Entrevista. Sofia Saldanha: “Miguel Torga era um homem com um grande sentido de justiça social”
A seguinte entrevista foi originalmente publicada na página do “Jornal, Os Mirandelenses”, jornal regional do concelho de Mirandela.
“Vou e Venho, memória de Miguel Torga”, da documentarista Sofia Saldanha e comissariado por Ilídio Marques para o projeto de programação em rede “Palavras Cruzadas”, trata-se de um documentário sonoro com um desenho de som simples, mas que não engana e vem, precisamente, ao que promete. Nas palavras da própria documentarista, “mostrar Torga pelos olhos de quem o conheceu.” Não há narrador, não há entrevistas a especialistas da sua obra nem análises formais sobre quem foi Miguel Torga. É, antes, “um documentário sobre a relação que as pessoas de São Martinho de Anta têm com ele” resgatando, dessa forma, memórias populares que recordam o poeta enquanto homem, médico, ser social e, até, como agente de descentralização de uma pequena terra transmontana que o poeta colocou no mapa.

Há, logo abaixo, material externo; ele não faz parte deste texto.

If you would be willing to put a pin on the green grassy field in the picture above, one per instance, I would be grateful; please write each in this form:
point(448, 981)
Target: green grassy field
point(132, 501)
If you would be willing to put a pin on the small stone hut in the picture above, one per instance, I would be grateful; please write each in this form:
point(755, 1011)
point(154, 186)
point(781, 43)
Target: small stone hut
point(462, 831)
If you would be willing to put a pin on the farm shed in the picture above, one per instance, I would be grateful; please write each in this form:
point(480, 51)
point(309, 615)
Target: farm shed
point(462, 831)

Saltamos, logo, de forma directa para os relatos dos populares e estes não poderiam ser mais genuínos e sinceros, oscilando entre o lado bastante humano, simples e sensível de Miguel Torga — que faz o que pode pelas pessoas no sentido de ajudar — e o seu lado mais tímido, distante, de personalidade vincada e não muito simpática, que não aprecia “rebanhos sociais”. Tal como a documentarista salienta, “Miguel Torga não é consensual”. Também relembra, “era um homem com um grande sentido de justiça social e com orientações políticas muito definidas. Ora isso não agrada a toda a gente, nomeadamente a quem está em lados políticos opostos.” Leia a entrevista do “Jornal, Os Mirandelenses” à documentarista Sofia Saldanha.
Como correu a sua residência artística?
Correu bastante bem, mas fiquei com pena de não ter sido uma residência de vários meses, com mais tempo passado em São Martinho de Anta. Isso permitiria ter gravado uma maior diversidade de histórias e vozes. Não é que eu quisesse fazer um documentário mais longo, mas acho que estes registos são muito importantes.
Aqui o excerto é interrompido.